$4$ points in order $A,B,C,D$ lie on a circle with the extension of $AB$ meeting the extension of $DC$ at $E$ and that of $AD$ and $BC$ at $F$.

As I showed in this post, given a circle $\Gamma$ and two points $X,Y$ such that $Y$ lies on the polar of $X$ w.r.t. $\Gamma$, we have

$$XY^2=\text{Pow}_{\Gamma}(X)+\text{Pow}_{\Gamma}(Y)$$

Back to your case, it is well-known that $E$ lies on the polar of $F$ w.r.t. the circumcircle of $ABCD$ (recall, for example, how to prove Brokard's Theorem) and, hence, $$EF^2=60^2+63^2=7569\iff EF=87$$

Hatton's Projective Geometry, pg 156 gives two versions of a theorem:

[T]he square of the distance between a pair of conjugate points with respect to a circle is equal to the sum of the powers of the points.

and

If a quadrangle be inscribed in a circle, the square of the distance between two of its diagonal points external to the circle equals the sum of the square of the tangents from these points.

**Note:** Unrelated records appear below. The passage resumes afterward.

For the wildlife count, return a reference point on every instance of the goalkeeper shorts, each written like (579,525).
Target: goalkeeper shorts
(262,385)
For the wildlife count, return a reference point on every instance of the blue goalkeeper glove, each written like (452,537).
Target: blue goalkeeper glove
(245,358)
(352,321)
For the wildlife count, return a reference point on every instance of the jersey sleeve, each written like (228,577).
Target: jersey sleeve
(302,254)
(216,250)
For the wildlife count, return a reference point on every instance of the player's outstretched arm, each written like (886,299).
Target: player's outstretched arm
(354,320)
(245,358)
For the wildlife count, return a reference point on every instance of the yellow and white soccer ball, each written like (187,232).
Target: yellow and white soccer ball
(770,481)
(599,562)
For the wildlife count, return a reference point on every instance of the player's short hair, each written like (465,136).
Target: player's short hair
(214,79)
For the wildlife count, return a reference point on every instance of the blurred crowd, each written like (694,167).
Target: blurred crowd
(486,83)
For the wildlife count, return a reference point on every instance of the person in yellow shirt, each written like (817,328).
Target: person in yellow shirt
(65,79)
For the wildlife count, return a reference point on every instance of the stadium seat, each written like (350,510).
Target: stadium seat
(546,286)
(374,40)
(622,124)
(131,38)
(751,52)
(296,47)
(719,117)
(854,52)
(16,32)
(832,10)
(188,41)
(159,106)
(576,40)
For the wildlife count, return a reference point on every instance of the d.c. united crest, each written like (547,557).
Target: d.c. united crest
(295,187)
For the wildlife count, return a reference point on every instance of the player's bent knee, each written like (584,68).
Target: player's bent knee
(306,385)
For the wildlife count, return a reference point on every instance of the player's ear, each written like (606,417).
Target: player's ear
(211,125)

The second version uses your setup.

Here's a screen capture of the theorems and their proofs.

The proofs should be easy to follow, except for perhaps the last sentence. A more explicit version would be

$$ \begin{align} EF^2 &= (EK+KF)^2 \\ &= EK^2+2EK\cdot FK+FK^2 \\ &= EK(EK+KF)+(EK+FK)FK \\ &= EK\cdot EF + EF\cdot FK \\ &= EC\cdot ED + FB\cdot FC \text{ (using powers of $E,F$ wrt circles $CDF,BCE$)}\\ &= \text{sum of powers of $E$ and $F$ wrt original circle $ABCD$} \end{align} $$